Rob
A professional life spent in the study and teaching of history, combined with a long-standing enthusiasm for photography, has helped to create my own view as to how past and present may be visualised in pictures.
On retirement I was able to spend more time working with my camera and postproduction software. I took a variety of photography and art courses and concentrated at various times on dramatic city buildings, urban grunge, survivals from the past and the people who inhabited that world.
For light relief from tramping city streets, I also took photographs of attractive buildings in their surroundings. Then I came across the work of photographers Klett and Larenkov. My discovery of their sub-discipline of re-photography revealed new way of presenting the past.
All photographers, consciously or not, speak from a position. But what the resulting photograph can uniquely do is
It’s an area that requires original archival research in tracking down and using old photographs, urban photography on the ground and postproduction editing at the desk. It appealed to the way I liked to work and led in some new directions.
My present collection reflects just a few examples of these different photographic enthusiasms – dramatic buildings that have outlived their time, people having deal with difficult environments, the living past, the beauty of buildings and the view of the world from them.

John
Given my first camera at the age of 10, and having had some early success ‘snapping’ a cousin’s wedding, my interest in photography began early in my life.
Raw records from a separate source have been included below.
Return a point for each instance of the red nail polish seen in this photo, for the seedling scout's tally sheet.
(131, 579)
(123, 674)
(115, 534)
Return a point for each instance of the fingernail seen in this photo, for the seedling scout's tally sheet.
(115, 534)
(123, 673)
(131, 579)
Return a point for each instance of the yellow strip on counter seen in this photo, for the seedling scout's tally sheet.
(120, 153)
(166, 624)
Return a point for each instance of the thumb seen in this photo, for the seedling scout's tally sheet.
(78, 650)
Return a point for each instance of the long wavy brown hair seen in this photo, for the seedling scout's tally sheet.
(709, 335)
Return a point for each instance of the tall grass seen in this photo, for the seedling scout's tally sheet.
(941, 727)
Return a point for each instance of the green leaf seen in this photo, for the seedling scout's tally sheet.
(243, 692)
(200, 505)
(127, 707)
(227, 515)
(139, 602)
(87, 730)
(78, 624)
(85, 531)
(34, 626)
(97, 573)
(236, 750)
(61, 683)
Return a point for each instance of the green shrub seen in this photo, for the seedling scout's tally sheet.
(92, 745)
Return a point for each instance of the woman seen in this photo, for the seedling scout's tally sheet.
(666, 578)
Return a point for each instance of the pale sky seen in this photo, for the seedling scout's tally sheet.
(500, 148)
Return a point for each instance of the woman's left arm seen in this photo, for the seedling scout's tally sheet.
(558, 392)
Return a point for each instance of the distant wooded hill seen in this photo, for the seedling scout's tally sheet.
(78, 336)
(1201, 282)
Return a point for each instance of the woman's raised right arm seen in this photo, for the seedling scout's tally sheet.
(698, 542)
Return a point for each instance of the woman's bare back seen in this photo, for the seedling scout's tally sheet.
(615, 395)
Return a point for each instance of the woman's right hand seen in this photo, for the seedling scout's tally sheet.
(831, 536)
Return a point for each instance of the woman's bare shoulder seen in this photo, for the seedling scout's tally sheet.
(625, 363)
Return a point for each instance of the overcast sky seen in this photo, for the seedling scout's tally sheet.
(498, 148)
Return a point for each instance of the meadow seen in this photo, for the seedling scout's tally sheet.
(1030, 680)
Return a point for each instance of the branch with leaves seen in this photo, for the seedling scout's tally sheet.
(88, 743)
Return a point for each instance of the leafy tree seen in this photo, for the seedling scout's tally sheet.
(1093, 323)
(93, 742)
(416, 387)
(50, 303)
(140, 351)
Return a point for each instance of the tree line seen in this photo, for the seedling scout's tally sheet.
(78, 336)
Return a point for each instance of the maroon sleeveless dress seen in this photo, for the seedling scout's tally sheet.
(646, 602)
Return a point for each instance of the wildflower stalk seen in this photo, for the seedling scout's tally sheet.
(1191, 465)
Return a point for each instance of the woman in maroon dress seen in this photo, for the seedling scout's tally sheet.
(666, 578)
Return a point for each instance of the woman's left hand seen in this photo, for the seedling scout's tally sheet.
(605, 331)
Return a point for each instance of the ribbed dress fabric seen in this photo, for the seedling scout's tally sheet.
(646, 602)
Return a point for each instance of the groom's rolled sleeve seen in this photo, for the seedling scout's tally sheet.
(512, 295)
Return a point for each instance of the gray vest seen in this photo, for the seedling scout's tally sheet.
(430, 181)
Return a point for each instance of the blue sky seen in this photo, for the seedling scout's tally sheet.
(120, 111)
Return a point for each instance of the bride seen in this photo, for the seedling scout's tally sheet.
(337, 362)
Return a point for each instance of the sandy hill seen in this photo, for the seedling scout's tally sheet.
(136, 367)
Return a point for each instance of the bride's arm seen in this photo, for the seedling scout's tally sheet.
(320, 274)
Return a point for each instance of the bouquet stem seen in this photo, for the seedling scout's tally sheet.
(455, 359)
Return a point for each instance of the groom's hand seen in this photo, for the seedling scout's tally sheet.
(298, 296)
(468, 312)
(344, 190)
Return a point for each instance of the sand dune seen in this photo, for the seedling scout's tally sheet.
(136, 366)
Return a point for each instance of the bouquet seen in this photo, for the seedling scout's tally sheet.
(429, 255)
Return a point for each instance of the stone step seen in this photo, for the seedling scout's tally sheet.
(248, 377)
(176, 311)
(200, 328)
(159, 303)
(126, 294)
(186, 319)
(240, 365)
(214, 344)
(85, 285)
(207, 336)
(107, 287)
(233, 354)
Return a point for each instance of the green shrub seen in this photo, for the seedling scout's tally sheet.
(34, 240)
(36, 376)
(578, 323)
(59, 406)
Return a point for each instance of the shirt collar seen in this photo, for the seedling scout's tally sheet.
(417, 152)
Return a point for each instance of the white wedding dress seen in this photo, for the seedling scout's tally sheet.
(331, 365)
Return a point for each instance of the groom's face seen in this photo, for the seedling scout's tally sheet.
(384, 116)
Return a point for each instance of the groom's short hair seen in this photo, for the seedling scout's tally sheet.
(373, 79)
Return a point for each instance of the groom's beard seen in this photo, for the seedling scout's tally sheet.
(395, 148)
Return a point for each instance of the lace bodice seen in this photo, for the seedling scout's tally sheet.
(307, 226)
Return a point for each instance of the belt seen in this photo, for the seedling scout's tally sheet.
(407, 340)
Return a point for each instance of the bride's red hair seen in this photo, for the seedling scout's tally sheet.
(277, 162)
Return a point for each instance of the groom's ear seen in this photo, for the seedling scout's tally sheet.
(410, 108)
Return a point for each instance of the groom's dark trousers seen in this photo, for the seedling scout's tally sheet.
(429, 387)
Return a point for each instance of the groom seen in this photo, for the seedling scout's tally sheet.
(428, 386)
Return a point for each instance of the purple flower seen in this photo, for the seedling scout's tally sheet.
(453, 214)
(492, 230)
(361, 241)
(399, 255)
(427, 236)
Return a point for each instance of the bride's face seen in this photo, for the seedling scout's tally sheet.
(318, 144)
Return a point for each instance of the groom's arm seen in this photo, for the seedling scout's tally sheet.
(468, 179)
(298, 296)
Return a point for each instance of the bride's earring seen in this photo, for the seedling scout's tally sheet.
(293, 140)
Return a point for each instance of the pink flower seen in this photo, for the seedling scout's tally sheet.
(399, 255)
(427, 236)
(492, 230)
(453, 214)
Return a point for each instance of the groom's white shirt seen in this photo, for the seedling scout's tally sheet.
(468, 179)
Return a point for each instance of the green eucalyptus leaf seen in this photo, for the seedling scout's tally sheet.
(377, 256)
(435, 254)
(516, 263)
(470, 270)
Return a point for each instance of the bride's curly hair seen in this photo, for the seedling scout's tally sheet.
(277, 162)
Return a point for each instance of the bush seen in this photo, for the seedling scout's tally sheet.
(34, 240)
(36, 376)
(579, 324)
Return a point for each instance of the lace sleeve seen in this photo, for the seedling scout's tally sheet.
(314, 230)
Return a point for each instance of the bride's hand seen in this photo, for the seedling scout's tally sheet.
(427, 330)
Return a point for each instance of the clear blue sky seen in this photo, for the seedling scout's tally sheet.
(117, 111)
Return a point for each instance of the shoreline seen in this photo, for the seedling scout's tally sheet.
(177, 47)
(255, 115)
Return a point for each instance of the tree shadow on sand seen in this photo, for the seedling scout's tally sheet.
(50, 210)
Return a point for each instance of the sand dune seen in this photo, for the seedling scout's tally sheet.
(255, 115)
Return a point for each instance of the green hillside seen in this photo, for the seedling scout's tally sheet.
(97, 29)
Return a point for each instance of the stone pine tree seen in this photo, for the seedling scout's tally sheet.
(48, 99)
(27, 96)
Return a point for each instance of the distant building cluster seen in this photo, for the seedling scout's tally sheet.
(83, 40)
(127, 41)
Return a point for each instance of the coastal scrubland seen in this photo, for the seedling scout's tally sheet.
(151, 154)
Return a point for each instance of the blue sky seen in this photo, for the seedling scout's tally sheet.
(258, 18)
Many years later, in 2019, after life, career and family had intervened, I had the opportunity to rekindle my love of making images and embarked upon the Open University / Royal Photographic Society Photography course. Along the way, I have been fortunate to meet some fellow minded artists and to have the privilege to share my passion with them. This exhibition is the result of our ‘journey’ together over the past 18 months, a journey with one rather nasty and unexpected bump in the road, which makes it doubly pleasurable to be able to present and share our work with you today.

Jon
Having taken photos all around the world since 1970, and my first digital images in 1999, it took me almost 50 years to “Go Manual” and acquire the knowledge to process digital images!
As with many, much of this delay was down to time available in a busy life. However, the Open University 10 Week Digital Imaging Course I attended in 2019 proved to be invaluable for reinforcing the basics and providing a platform of knowledge from which to develop. Joining the Royal Photographic Society has provided a further developmental platform with the incentivisation of its structured distinction programme and a wide variety of courses and events.
As you will see, I love photographing nature as it both gets you out into the fresh air and provides the challenge of capturing the moment – wildlife waits for no one and behaviour is often fleeting and in challenging photographic circumstances.
I hope you enjoy my images.

Heidi
Like most people of my age I had a Kodak brownie inherited from my parents that I took photos with as a child. I more seriously took up photography for my Duke of Edinburgh’s award as a teenager, where I took B&W film which I developed and printed myself in a DIY darkroom in my parents bathroom! Three children and twenty five years later a friend asked me to attend an adult education photography course with her, from there I went on and did a few more courses and finally the Open University course. My first love is ballet, and this has carried into my photography, but as I get older I also enjoy landscapes and am discovering studio sessions.

Richard
My photographic journey started when I took my first photograph at the age of six under the eagle eye of my father who was a professional photographer. The photograph was of my mother and father, the family Morris 1000 and a view of woodland behind, as a photograph it worked, early success is a great encourager. I was following in my family footsteps, my grandfather in 1895 had taken a photograph using a pinhole camera of the marshes at Bognor Regis, he was then apprenticed to the Donald Massey Photographic Studio in Bognor. I lived at Margate, I grew up in a photographic world, the family business was beach, postcard, commercial industrial, studio, school and wedding photography.
I learnt the fundamental photographic principle that any photograph is seen, taken and then processed. For my career I had to choose between photography and geology. I chose geology, photography becoming my “hobby” and my camera travelled with me wherever my geological career took me.
On retirement I decided that I needed to refresh and upgrade my photographic skills and properly learn digital photography. Eight years before a friend had recommended the Open University / Royal Photographic Society Photography course, in 2019 I decided to follow his advice. I have not regretted that decision.
I will take pictures of anything that my “photographic eye” sees as having photographic potential. I am frequently drawn to the technical challenge of taking the potential picture that I envision. Increasingly I am getting extremely interested in the power, flexibility and potential artistic aspects of modern digital photographic processing. If asked which type of photography I am most interested in, I look at the distribution of what I take and will say “people”, “street photography” and “cityscape” closely followed by “landscape”, “seascape” and “nature”. I hope you enjoy the images that I am showing here.